The "Cluster traces by facet" action on a filtered view runs ad-hoc clustering on whatever subset you're currently looking at, with parameters tuned for exploration. The clusters you get are specific to that slice. Run it on yesterday's failures, on a specific user cohort, on a single experiment. This is what you want when you're investigating, not monitoring.

Both views use the same pipeline. The difference is whether the topic map is persisted and reused or generated on the fly.

Models, hosting, and data flow

All native Topics inference runs on Baseten. That covers facet extraction, embedding generation, and topic naming. Baseten operates on zero data retention for inference payloads, so the inputs and outputs we send for inference are not stored.

We're deliberate about what gets sent. The facet model sees preprocessed text, which is itself capped at 128K tokens and stripped of attachments and metrics. The embedding model only ever sees the facet output, never the raw trace. The clustering step operates on embeddings and facet outputs, never on raw trace contents.

Topics inference can be hosted in both the US and EU, and we're HIPAA compliant. In BYOC deployments, your trace data stays in your data plane, and Topics native model calls egress to Baseten. Org admins can disable native models entirely, which turns Topics off across the org.

Topics runs on native models by default. The facet step is intentionally turnkey because that's where most of the quality engineering lives, and the prompt is co-tuned with the model. For naming, you can use your choice of models.

Architecture as developer experience

The architectural choices above translate into a few concrete properties you'll feel as a developer.

The pipeline runs continuously rather than as a batch job. Classification is embedding-only and runs on every matching trace as it arrives. Topic maps regenerate daily by default, with a configurable cadence.

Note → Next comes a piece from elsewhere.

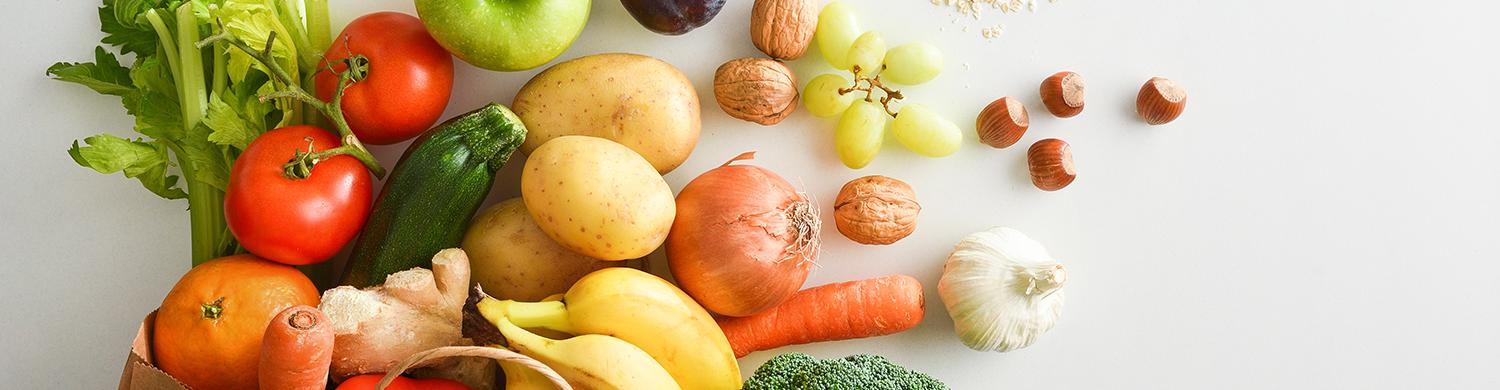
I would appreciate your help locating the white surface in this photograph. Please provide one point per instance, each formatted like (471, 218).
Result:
(1322, 216)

You don't kick off a job, you don't wait for a nightly run, and the labels you see on a trace are caught up to within minutes of ingestion in most projects.

Outputs are queryable, not just available in the UI. Classifications live on the trace as a structured column and are reachable from SQL. The topic for a trace is a WHERE clause you can build on, alert on, or join with other facets to answer questions like "what are the top tasks where sentiment is negative this week."

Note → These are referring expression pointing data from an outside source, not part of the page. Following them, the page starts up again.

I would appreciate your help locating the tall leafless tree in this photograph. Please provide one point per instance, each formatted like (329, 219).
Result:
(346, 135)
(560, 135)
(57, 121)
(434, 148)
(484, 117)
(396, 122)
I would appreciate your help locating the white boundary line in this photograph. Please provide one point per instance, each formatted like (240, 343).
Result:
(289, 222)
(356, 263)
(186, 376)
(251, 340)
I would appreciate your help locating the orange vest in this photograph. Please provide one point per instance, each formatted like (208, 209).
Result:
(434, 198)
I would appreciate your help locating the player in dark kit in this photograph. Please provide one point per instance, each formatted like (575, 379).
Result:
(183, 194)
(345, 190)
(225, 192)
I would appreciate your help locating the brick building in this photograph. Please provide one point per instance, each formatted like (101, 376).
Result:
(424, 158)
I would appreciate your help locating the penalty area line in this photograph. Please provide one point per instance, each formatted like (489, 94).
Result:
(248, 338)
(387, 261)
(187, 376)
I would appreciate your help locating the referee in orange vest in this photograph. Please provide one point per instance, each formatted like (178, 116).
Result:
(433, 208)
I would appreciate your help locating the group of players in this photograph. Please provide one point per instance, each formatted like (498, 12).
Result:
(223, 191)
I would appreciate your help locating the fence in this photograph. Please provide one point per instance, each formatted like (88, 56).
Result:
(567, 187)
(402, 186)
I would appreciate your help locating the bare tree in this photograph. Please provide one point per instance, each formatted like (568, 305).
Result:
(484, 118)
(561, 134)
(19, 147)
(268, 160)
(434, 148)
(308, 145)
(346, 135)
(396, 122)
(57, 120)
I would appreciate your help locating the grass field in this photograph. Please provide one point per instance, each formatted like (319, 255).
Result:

One pipeline serves every dimension you care about. Adding a custom facet doesn't mean wiring up new clustering, new naming, or new classification. The downstream stages don't care what dimension you're extracting along. The cost of a new facet is the cost of a prompt and the marginal cost of the facet prompt tokens, with no new pipeline behind it.

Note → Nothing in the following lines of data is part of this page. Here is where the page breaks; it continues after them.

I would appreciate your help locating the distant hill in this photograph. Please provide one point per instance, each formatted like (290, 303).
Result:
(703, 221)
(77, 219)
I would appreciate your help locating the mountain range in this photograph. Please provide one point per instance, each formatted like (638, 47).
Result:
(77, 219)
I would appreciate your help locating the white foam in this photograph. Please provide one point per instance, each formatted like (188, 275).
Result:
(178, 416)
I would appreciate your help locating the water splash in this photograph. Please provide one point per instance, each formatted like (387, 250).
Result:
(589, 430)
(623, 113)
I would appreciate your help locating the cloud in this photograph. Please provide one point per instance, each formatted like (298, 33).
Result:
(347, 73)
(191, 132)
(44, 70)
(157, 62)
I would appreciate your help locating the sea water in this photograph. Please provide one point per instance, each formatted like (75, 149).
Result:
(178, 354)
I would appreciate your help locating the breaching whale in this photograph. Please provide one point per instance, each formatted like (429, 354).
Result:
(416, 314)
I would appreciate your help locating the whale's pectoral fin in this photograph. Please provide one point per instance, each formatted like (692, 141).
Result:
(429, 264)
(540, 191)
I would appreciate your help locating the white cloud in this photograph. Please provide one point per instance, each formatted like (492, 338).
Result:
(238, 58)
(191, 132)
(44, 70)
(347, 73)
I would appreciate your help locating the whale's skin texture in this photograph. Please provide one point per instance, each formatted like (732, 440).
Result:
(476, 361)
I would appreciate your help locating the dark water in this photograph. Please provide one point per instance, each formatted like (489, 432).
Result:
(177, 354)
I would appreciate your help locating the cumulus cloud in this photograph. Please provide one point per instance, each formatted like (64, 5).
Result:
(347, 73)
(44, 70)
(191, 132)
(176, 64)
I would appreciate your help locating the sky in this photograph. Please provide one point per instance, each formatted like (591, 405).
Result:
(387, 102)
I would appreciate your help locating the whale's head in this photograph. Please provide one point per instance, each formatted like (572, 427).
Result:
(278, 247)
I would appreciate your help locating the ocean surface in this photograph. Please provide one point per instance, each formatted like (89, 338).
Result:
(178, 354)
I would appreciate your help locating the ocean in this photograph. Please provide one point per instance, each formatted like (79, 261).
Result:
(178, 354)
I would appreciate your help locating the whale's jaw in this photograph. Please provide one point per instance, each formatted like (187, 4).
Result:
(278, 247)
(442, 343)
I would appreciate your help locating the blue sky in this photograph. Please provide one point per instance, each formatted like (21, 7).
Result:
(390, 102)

Identity stays stable across regenerations. Topic maps regenerate, names drift, but the underlying cluster identity is matched across runs so your dashboards and saved queries keep working. The thing you depend on, the cluster, is stable. The thing that can drift, the name, is treated as a label.

Topics is batteries-included, and the escape hatches are there when you need them. The built-in facets and the default preprocessor are designed for most projects out of the box. When your trace shape is unusual, like a multi-agent setup where the default thread preprocessor pulls in too much scorer output, you can drop in a custom JavaScript preprocessor that returns exactly the spans you want clustered on. The full pipeline behind it is the same.

If you want to see the surface area in more detail, the Topics documentation covers the product, custom facets walks through writing your own facets, and managing Topics covers the automation controls. The SQL patterns for working with classifications are in the SQL reference.

Topics is the second of the bets we've talked about publicly, and like Brainstore it has only gotten more useful as our product has grown. We think of it as the most universal baseline layer of intelligence you can run, cheap enough to apply to 100% of your traces. The more expensive and more powerful layers we're building sit on top of that baseline. The team behind it is small, the surface area is bigger than it looks, and we think the pipeline shape is going to continue to be useful as production AI workloads keep getting more complex.